As residents in Northern California continue to deal with burning hillsides and homes, and as others continue to assess the destruction in areas where fire has already used up all the "fuel" and isn't likely to return, this drone video arrives helping to frame the destruction in its door-to-door, tragic mundanity.
A US Postal Service worker continued making his rounds Tuesday through the Coffey Park neighborhood of Santa Rosa, one of the hardest hit and most completely incinerated areas to be struck by the Tubbs Fire. The fire broke out late Sunday night and, fed by extremely high winds, spread into densely populated Santa Rosa in the early morning hours, trapping some residents and not allowing others more than a minute or two to gather children, pets and documents and flee.
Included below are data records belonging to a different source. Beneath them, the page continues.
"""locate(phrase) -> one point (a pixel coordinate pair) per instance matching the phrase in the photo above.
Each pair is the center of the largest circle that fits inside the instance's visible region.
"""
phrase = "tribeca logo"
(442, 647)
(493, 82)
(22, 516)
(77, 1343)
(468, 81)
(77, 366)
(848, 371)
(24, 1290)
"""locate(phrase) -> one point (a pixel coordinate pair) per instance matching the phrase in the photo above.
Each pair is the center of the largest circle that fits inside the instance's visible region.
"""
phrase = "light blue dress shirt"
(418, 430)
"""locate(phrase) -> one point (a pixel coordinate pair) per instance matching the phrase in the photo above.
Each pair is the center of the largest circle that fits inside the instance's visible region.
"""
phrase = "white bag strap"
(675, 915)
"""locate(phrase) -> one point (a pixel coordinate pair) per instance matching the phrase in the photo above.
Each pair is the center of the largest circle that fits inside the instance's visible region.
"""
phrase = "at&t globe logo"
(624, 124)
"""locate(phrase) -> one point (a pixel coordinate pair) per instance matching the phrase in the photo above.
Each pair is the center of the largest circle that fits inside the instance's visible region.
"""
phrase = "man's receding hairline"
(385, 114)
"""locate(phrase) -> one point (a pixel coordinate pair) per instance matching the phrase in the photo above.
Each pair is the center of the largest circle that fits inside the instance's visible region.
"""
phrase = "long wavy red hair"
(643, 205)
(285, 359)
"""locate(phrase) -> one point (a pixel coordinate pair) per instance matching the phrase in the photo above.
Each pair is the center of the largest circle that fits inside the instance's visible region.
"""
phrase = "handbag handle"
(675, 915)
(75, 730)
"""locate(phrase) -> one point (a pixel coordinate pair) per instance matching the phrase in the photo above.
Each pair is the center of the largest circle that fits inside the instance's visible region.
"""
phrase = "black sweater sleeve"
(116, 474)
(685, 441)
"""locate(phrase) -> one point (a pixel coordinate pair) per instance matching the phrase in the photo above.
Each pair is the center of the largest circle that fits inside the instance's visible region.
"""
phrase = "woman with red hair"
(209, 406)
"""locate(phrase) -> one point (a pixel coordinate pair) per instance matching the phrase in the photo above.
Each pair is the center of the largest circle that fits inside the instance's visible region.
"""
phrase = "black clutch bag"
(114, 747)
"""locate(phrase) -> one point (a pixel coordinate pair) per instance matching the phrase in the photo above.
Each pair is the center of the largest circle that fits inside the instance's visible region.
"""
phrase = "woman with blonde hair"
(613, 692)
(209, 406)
As of now 23 people have been confirmed dead in the fires, 11 of them from this and one other Santa Rosa neighborhood. 100 to 200 people remain among those reported missing in Sonoma County and elsewhere, and the death toll in the combined Sonoma and Napa fires appears certain to top the 25-person toll of the 1991 Oakland Hills firestorm.
The USPS truck can be seen putting mail in whatever mailboxes remain, in the hope that someone would return to receive it. Honestly, it looks more like footage from a Terry Gilliam film than it does real life.
The drone video was shot by aerial cinematographer Douglas Thron. He tells the LA Times that he thought the postal worker was just taking cellphone photos at first, "But then I got a little closer and saw he was delivering mail. He delivered to half a dozen houses or what used to be a house."
USPS SF District Manager Noemi Luna tells the LAT, "The carrier in question was honoring a request by a few customers who were being let back in the fire zone to retrieve personal items. A few customers asked the carrier to leave their mail if the mailbox was still standing because they could not get to the annex to retrieve it."
The Tubbs Fire is only 10 percent contained as of this writing, and a handful of other large fires continue burning with little containment in Napa, Sonoma, and Mendocino counties. Smaller fires are also burning to the north and east, as well as in Southern California.